I have also been the rude one at one time or another. I have lost invitations that were put in my child's cubby at school, mixed within 20 pieces of artwork, lunch box, papers, etc. I could keep much better track of invitations if they were mailed to the house. Whatever happened to that novel idea?
On a side note, my son attended two parties within the last two weeks. Have we received a thank you note for attending? Not yet.
I do not agree that people are "too busy" and overwhelmed by multiple parties every weekend. A phone call or e-mail would take 2 minutes, and there are not multiple parties EVERY weekend. If a kid has 30 people in his class, and EVERY kid has a party and invites EVERYONE in the class, that doesn't even average out to 1/week. It is all excuses, and it is rude. There is NO good reason for not RSVPing. Even if you might be able to attend, but aren't sure, tell the host that. It is better than nothing.

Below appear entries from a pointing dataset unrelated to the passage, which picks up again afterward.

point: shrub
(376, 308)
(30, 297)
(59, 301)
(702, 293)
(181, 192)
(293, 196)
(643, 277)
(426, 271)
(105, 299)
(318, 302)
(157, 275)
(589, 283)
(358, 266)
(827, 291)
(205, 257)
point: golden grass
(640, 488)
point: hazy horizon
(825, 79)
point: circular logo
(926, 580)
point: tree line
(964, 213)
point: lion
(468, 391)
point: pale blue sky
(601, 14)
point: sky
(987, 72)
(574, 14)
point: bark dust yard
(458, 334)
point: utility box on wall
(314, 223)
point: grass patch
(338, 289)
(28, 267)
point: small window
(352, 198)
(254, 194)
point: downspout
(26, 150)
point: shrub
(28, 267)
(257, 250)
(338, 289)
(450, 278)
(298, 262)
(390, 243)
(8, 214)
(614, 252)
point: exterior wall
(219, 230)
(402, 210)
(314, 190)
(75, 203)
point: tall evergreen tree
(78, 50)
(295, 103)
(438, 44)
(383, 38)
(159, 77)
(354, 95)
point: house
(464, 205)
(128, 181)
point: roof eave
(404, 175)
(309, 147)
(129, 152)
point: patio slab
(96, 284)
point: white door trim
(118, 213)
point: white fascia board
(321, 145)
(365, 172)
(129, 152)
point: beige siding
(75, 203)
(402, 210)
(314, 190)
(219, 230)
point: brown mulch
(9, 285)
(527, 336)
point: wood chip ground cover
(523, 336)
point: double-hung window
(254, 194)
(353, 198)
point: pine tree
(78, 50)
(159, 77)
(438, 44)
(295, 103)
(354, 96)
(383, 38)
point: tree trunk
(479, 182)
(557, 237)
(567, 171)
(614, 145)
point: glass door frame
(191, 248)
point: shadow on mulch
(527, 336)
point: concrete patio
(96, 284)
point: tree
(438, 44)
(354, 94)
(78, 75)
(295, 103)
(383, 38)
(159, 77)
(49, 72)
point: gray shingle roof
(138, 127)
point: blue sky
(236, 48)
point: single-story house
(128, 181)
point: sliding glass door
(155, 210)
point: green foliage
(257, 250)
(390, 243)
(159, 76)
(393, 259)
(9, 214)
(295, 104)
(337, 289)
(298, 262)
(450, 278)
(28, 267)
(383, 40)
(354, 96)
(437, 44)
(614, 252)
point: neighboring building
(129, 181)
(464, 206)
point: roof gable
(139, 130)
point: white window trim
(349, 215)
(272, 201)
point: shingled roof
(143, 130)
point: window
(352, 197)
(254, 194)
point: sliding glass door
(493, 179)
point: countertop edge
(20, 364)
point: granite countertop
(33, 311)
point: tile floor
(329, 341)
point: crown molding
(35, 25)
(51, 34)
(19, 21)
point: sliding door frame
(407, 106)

I think in a lot of cases, people don't know their children's friends' addresses.
Especially if you are inviting the whole class. I have a hard enough time trying to keep the kids straight in each of my kids' classes, forget knowing each of their addresses.
I stumbled across a cure for those who do not RSVP.
The day before my daughter's last bday party, I called the place to confirm the date/time. They had lost the reservation and had to reschedule. The party was scheduled for Saturday. I called Friday night. I only had the phone numbers of the parents who had called to RSVP, because in addition to her close friends, we had invited her entire class. I rescheduled the party for a later time, with fewer kids, for less $$, in addition to the discount because they messed up the reservation (I had an email confirmation to prove the original reservation)
I only called the people who called me to RSVP with the new info. I got 10 additional phone calls Saturday afternoon asking what happened. I explained that the party had been rescheduled, but since they hadn't RSVP'd, they would have to pay the additional $10 fee per child if their child still wanted to attend. No takers. Some of them had the audacity to tell me how inconsiderate it was of me to not call.
On one hand, my daughter hasn't received invites to their parties this year.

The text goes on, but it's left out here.